Ideas for Novels
I’m often asked how I come up with ideas for new novels. It’s more often phrased “Where do you get your ideas from?”. In fact, it’s probably the most asked question of all. And I admit that, at first, it could be tough sometimes coming up with a good idea. However, as time has gone on, I’ve found that it becomes easier and easier. I’ve tried to analyse how I get ideas for novels and here’s my best guess…
Trust your curiosity
This is probably the most important key to writing fiction. You have to take noticeof those things that you’re curious about and then lean towards those aspects of your life. Curiosity is about what catches and holds your attention. Think of it like this; if you’re in a bookstore, which areas do you naturally go to before others? If you’re on holiday and have time on your hands, what do you want to do with that time? If you’re in a train, why do you notice some people more than others?
If both you and I were sat on a beach and looked around, I might notice a small cave and wonder if it lead anywhere and if so, where. You might be more inclined to notice the big fat man with Speedos who really shouldn’t let his belly hang out like that. That’s fine because we are surrounded daily by thousands of different stimuli; smells, sounds, sights, and things happening. But you will perceive different things than I would, and different things would interest you. So the first secret to getting ideas for novels is to noticing those things. Be curious
Fill your mind first in order to produce
You can’t create anything if your mind is empty, so you need to fill it with creative thoughts and ideas before you can get ideas for novels. If you try to create from a mind that’s devoid of sights, sounds or memories, you will find yourself ‘blocked’ pretty fast because there’s nothing for your imagination to work with.
Take time out go somewhere that will fill your mind with something new. An art gallery, a museum, a seminar, or even just time to read a book on a new topic. Take a notebook and write down anything you notice that interests or stimulates you.
Use real people and places to trigger your creative thoughts
From time to time, try and put yourself in situations where you’re out of your comfort zone. When you visit somewhere new, notice what you’re feeling and remember what you are seeing. Take your notebook and write down what you see. Little notes and impressions are fine at this stage.
Create a MacGuffin if you can
In thrillers and mysteries, the MacGuffin is the object that the characters are searching for, and it’s intriguing enough to become the center of the book. (think the Ark of the Covenant and the Holy Grail). A MacGuffin isn’t essential, but it helps concentrate the reader’s mind.
What draws you to certain people?
You will always need characters for your books. Think of the people you know. Which of them (maybe with some added characteristics) would make a great character for you book? Likewise, which of them repel you. What is it about them that repels you? (But never portray a character as exactly like the real person). For the moment, you are just filling the creative well. The story will emerge soon!

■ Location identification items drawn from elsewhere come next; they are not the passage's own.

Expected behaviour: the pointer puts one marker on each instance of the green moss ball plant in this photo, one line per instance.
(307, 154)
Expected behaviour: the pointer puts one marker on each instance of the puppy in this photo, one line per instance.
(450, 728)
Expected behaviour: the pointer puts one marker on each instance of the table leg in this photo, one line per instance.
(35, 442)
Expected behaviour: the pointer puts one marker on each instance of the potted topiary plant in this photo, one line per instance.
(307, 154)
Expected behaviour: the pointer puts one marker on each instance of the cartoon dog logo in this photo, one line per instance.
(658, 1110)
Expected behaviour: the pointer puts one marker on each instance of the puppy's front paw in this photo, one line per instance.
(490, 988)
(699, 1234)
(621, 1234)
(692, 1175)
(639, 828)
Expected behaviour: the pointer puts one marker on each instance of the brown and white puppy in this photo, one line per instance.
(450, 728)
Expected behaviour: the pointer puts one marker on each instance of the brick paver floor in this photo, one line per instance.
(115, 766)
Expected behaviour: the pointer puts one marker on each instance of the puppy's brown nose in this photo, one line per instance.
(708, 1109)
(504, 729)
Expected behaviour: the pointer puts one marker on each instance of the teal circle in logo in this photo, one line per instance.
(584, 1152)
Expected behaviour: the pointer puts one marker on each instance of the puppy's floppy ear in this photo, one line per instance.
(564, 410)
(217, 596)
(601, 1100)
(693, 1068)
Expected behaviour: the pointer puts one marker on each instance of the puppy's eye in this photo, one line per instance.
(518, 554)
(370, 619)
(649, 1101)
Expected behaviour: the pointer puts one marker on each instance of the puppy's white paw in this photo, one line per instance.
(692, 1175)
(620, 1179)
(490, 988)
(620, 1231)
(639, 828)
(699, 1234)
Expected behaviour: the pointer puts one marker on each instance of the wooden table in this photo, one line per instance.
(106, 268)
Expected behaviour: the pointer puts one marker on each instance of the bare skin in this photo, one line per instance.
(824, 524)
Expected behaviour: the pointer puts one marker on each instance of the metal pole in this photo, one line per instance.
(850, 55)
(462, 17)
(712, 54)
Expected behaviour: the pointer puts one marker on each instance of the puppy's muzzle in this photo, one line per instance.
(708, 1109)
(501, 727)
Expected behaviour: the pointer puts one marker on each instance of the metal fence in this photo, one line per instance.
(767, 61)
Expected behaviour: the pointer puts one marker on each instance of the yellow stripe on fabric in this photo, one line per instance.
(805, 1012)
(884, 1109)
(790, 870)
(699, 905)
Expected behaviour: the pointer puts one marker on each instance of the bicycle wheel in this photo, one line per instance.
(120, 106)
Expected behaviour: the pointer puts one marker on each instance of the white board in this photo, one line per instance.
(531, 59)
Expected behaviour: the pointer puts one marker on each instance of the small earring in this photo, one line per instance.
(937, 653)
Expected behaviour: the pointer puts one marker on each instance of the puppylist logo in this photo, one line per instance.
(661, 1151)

Use real places and events
In your life, you have seen and experienced many things. How many of them could be knitted into a novel? Probably more than you think.
“What if” questions are often the basis for a good book. As an example, Under the Rock came about by me doing what I said earlier – sitting on a beach and noticing a small cave and wondering if it lead anywhere and if so, where. And once I had decided that I might go under Peel Castle, I wondered what I could do with that information. Obviously, if the entrance could somehow be kept secret, something or somebody could be hidden there. And the rest, as they say, is history!
Use themes and issues you care about
If you’re writing a novel, remember that it’s a story, not a lecture, so you have to be careful not to preach. On Amazon, one of the reviews for Under the Rock says, “…I do sense he stretches his characters to voice his opinions on religion and politics. It gets very tiresome after a while; just get on with the tale.”. What is strange to me is that I voice opinions on religion a heck of a lot more in On whom the axe falls. I felt (and still do feel) that I was quite restrained in Under the Rock. Which I guess goes to show that you can’t please all of the people all of the time!
So now you have filled your head (and notepad) with lots of thoughts, you’ll find that ideas will start to spring out at you. Follow them through and start writing!